8.2. Handling Errors When Restoring a Database

Documentation

VoltDB Home » Documentation » Administrator's Guide

8.2. Handling Errors When Restoring a Database

After determining what caused the problem, the next step is often to get the database up and running again as soon as possible. When using snapshots or command logs, this is done using the voltdb start command described in Section 3.6, “Restarting the Database”. However, in unusual cases, the restart itself may fail.

There are several situations where an attempt to recover a database — either from a snapshot or command logs — may fail. For example, restoring data from a snapshot to a schema where a unique index has been added can result in a constraint violation. In this case, the restore operation continues but any records that caused a constraint violation are saved to a CSV file.

Or when recovering command logs, the log may contain a transaction that originally succeeded but fails and raises an exception during playback. In this situation, VoltDB issues a fatal error and stops the database to avoid corrupting the contents.

Although protecting you from an incomplete recovery is the appropriate default behavior, there may be cases where you want to recover as much data as possible, with full knowledge that the resulting data set does not match the original. VoltDB provides two processes for performing partial recoveries in case of failure:

  • Logging constraint violations during snapshot restore

  • Performing command log recovery in safe mode

The following sections describe these procedures.

Warning

It is critically important to recognize that the techniques described in this section do not produce a complete copy of the original database or resolve the underlying problem that caused the initial recovery to fail. These techniques should never be attempted without careful consideration and full knowledge and acceptance of the risks associated with partial data recovery.

8.2.1. Logging Constraint Violations

There are several situations that can cause a snapshot restore to fail because of constraint violations. Rather than have the operation fail as a whole, VoltDB continues with the restore process and logs the constraint violations to a file instead. This way you can review the tuples that were excluded and decide whether to ignore or replace their content manually after the restore completes.

By default, the constraint violations are logged to one or more files (one per table) in the same directory as the snapshot files. In a cluster, each node logs the violations that occur on that node. If you know there are going to constraint violations and want to save the logged constraints to a different location, you can use a special JSON form of the @SnapshotRestore system procedure. You specify the path of the log files in a JSON attribute, duplicatePaths.
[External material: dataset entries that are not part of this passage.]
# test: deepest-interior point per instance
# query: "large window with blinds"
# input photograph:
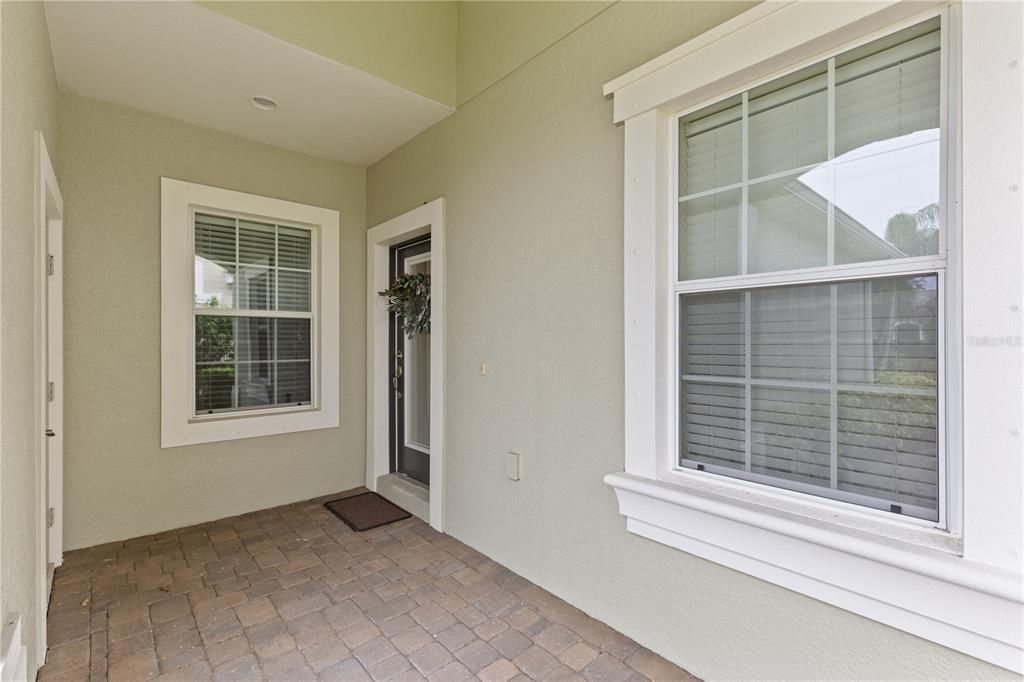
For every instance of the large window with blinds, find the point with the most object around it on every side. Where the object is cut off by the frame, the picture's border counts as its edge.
(811, 247)
(253, 314)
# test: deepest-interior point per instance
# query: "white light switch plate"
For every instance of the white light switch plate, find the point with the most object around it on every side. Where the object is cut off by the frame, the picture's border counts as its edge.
(512, 466)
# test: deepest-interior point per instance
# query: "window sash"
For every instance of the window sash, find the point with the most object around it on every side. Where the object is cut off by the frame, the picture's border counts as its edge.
(835, 388)
(937, 264)
(236, 312)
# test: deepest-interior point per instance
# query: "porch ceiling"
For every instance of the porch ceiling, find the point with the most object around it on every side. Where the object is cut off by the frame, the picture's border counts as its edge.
(188, 62)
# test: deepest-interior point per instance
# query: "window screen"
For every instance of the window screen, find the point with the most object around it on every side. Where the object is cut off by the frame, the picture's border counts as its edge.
(828, 384)
(253, 314)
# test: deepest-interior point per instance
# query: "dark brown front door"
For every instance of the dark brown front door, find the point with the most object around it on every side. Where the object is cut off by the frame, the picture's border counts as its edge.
(410, 366)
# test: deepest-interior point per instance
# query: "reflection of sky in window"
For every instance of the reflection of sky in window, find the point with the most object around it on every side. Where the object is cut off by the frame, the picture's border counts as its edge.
(213, 280)
(882, 179)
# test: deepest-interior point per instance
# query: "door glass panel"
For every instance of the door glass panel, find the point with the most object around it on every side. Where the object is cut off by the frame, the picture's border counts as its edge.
(418, 380)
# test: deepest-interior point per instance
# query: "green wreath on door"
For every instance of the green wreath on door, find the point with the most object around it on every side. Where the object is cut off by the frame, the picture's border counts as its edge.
(409, 297)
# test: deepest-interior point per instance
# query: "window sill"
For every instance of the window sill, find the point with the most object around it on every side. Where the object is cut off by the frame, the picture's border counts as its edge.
(909, 580)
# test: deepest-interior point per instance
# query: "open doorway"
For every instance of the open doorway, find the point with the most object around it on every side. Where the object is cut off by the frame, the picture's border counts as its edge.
(404, 369)
(49, 372)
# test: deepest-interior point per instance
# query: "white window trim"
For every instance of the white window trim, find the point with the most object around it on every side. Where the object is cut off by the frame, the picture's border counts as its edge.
(962, 586)
(179, 425)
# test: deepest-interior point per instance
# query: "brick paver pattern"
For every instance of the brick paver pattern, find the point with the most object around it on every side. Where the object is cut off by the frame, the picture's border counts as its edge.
(291, 593)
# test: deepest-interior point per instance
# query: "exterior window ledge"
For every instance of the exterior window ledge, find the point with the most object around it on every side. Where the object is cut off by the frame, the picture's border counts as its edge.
(913, 584)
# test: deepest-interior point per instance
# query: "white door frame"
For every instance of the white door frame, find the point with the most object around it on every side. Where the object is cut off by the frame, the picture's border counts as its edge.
(428, 218)
(49, 368)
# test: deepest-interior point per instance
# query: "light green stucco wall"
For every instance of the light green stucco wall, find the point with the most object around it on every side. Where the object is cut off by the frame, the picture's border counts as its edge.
(411, 44)
(497, 38)
(119, 482)
(30, 102)
(531, 170)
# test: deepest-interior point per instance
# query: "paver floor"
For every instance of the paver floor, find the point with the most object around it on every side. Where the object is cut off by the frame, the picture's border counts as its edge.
(291, 593)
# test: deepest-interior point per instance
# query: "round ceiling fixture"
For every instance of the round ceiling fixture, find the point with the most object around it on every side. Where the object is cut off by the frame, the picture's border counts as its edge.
(266, 103)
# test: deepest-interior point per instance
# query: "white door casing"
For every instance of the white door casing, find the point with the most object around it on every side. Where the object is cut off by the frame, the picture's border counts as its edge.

For example, the following commands perform a restore of snapshot files in the directory /var/voltdb/snapshots/ with the unique identifier myDB. The restore operation logs constraint violations to the directory /var/voltdb/logs.

$ sqlcmd
1> exec @SnapshotRestore '{ "path":"/var/voltdb/snapshots/", 
                            "nonce":"myDB", 
                            "duplicatesPath":"/var/voltdb/logs/" }';
2> exit

Constraint violations are logged as needed, one file per table, to CSV files with the name {table}-duplicates-{timestamp}.csv.

8.2.2. Safe Mode Recovery

On rare occasions, recovering a database from command logs may fail. This can happen, for example, if a stored procedure introduces non-deterministic content. If a recovery fails, the specific error is known. However, there is no way for VoltDB to know the root cause or how to continue. Therefore, the recovery fails and the database stops.

When this happens, VoltDB logs the last successful transaction before the recovery failed. You can then ask VoltDB to restart up to but not including the failing transaction by performing a recovery in safe mode.

You request safe mode by adding the --safemode switch to the voltdb start command, like so:

$ voltdb start --safemode --dir=~/mydb

When VoltDB recovers from command logs in safe mode it enables two distinct behaviors:

  • Snapshots are restored, logging any constraint violations

  • Command logs are replayed up to the last valid transaction

This means that if you are recovering using an automated snapshot (rather than command logs), you can recover some data even if there are constraint violations during the snapshot restore. Also, when recovering from command logs, VoltDB will ignore constraint violations in the command log snapshot and replay all transactions that succeeded in the previous attempt.

It is important to note that to successfully use safe mode with command logs, you must perform a regular recovery operation first — and have it fail — so that VoltDB can determine the last valid transaction. Also, if the snapshot and the command logs contain both constraint violations and failed transactions, you may need to run recovery in safe mode twice to recover as much data as possible. Once to complete restoration of the snapshot, then a second time to recover the command logs up to a point before the failed transaction.